Truth in Savings Act
- Other short titles: Federal Deposit Insurance Corporation Improvement Act of 1991; Foreign Bank Supervision Enhancement Act of 1991; Qualified Thrift Lender Reform Act of 1991;
- Long title: An Act to reform Federal deposit insurance, protect the deposit insurance funds, recapitalize the Bank Insurance Fund, improve supervision and regulation of insured depository institutions, and for other purposes.
- Nicknames: Bank Enterprise Act of 1991
- Enacted by: the 102nd United States Congress
- Effective: December 19, 1991

Citations
- Public law: 102-242
- Statutes at Large: 105 Stat. 2236 aka 105 Stat. 2334

Codification
- Titles amended: 12 U.S.C.: Banks and Banking
- U.S.C. sections created: 12 U.S.C. ch. 44 § 4301

Legislative history
- Introduced in the Senate as S. 543 by Donald W. Riegle, Jr. (D-MI) on March 5, 1991; Committee consideration by Senate Banking, Housing, and Urban Affairs Committee; Passed the Senate on November 21, 1991 (passed voice vote); Passed the House on November 23, 1991 (passed voice vote); Reported by the joint conference committee on November 27, 1991; agreed to by the House on November 27, 1991 (agreed voice vote) and by the Senate on November 27, 1991 (68–15); Signed into law by President George H. W. Bush on December 19, 1991;

= Truth in Savings Act =

Act passed by the U.S. Congress in 1991

The Truth in Savings Act (TISA) is a United States federal law that was passed on December 19, 1991. It was part of the larger Federal Deposit Insurance Corporation Improvement Act of 1991 and is implemented by Regulation DD. It established uniformity in the disclosure of terms and conditions regarding interest and fees when giving out information on or opening a new savings account.
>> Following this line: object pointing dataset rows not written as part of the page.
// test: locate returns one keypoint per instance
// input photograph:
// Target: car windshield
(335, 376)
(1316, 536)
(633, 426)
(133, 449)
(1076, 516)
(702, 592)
On passing this law, the US Congress noted that it would help promote economic stability, competition between depository institutions, and allow the consumer to make informed decisions.

The Truth in Savings Act requires the clear and uniform disclosure of rates of interest (annual percentage yield or APY) and the fees that are associated with the account so that the consumer is able to make a meaningful comparison between potential accounts. For example, a customer opening a certificate of deposit account must be provided with information about ladder rates (smaller interest rates with smaller deposits) and penalty fees for early withdrawal of a portion or all of the funds.

The Act is only applicable to deposit accounts that are held by a "natural person" for personal, household, or family use. Accounts owned by businesses or organizations such as churches and neighborhood associations are not subject to these rules.